The Underground as a Public Library
There is not such a cradle of democracy upon the earth as the Free Public Library, this republic of letters, where neither rank, office, nor wealth receives the slightest consideration. ~Andrew Carnegie
Libraries are memory banks, institutions that collect and archive the documents of human thought, action, and experience. In New York City, much human thought and experience takes shape underground, along the subway lines.
Subways offer a sense of privacy for readers. Reading material acts as a kind of enclosure, asserting a place of stillness within which the reader is transported. The public-private paradox of subway ridership and readership is embedded within the busiest, most noisy and crowded part of the city.
UPL collects reading material according to the subway line where it is read, without any other curatorial, hierarchical, or editorial system. Readers visit the website and catalog their reading material according to their ridership patterns.
The mission of UPL is to study and and strengthen the community of readers who share the public space of the underground. NYC's readers are lifelong learners who exemplify the power of thought and consciousness to establish personal stillspots.
The underground is by its nature dispersed, organized only by geography. UPL's intention is to provide a forum that promotes curation and organizing according to geography, and also values and supports the creative use of public urban spaces.
UPL's collections are curated and organized entirely by the public. There are two main collections: the lists of actual readership and ridership, organized by line (in the left-hand sidebar); and the Editions.
The first step towards the establishment of UPL was studying and isolating the qualities of libraries that make them stillspots. Based on that work, the Founders conducted a semi-scientific survey of NYC readers via social media, reaching an extended social network. A survey of 115 NYC readers revealed that:
83% like to read on the train.
Of these readers, 86% said they like to read it makes the time go faster.
33% said they read because they can't get online or use their phones.
44% said it gives their minds a rest from the bustle of the city.
78% of readers said that they prefer to read paper on the train (newspapers, books, etc.)

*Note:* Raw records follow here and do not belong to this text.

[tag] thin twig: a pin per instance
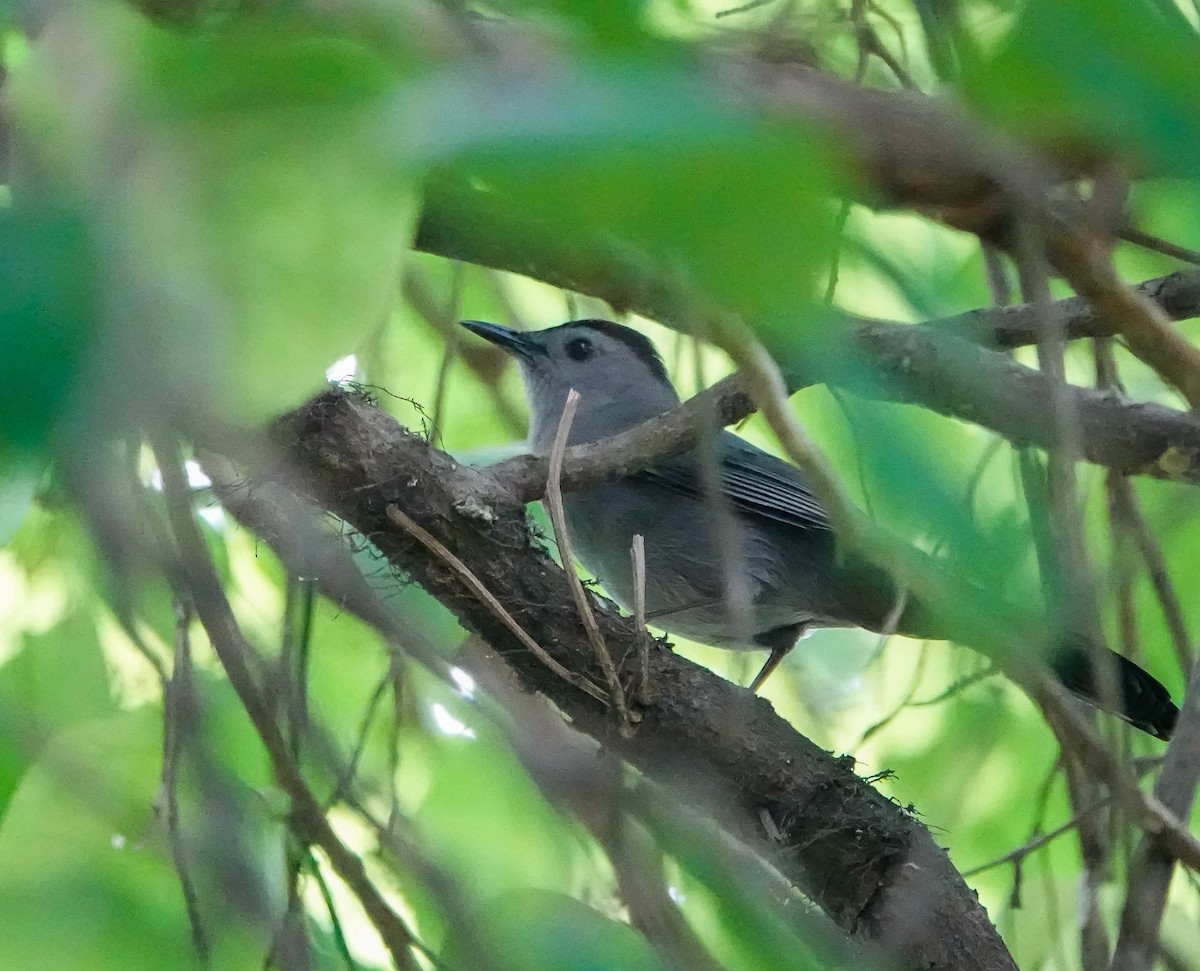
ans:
(637, 552)
(179, 720)
(196, 573)
(477, 587)
(558, 521)
(1158, 245)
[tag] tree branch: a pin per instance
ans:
(915, 364)
(870, 867)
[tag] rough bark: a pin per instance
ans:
(869, 864)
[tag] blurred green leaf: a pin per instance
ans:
(1110, 71)
(645, 157)
(57, 679)
(541, 930)
(241, 180)
(47, 318)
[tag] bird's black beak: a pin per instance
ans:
(513, 341)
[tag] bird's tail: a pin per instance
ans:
(1116, 684)
(1101, 677)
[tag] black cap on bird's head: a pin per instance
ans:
(573, 341)
(619, 376)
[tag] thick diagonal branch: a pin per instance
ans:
(871, 867)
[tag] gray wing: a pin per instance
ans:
(756, 483)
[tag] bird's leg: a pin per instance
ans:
(780, 641)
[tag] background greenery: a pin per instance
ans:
(211, 207)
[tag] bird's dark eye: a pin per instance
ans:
(579, 348)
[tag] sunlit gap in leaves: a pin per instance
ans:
(213, 514)
(448, 724)
(465, 682)
(345, 369)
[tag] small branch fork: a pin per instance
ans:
(195, 573)
(485, 597)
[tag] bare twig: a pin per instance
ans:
(558, 520)
(1019, 855)
(477, 587)
(637, 553)
(198, 576)
(1144, 324)
(179, 723)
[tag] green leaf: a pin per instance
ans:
(540, 929)
(47, 316)
(643, 157)
(244, 186)
(1110, 71)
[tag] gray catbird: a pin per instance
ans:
(765, 534)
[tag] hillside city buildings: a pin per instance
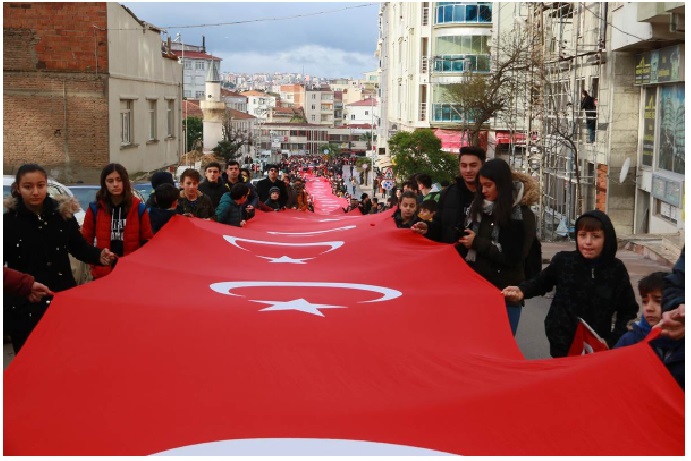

22% said that they like reading either paper or e-readers (Kindle, iPad, etc.)
0% said they prefer to read e-readers.
71% of all NYC readers said that they read the same things in public and private.
29% read different things in public and private.
On a scale of "very aware" to "completely checked out," most readers (63%) report that they are "somewhat aware" of what is going on around them.
Based on these evocative but incomplete results, the Co-Founders decided to expand their investigatory work online by creating the Underground Public Library.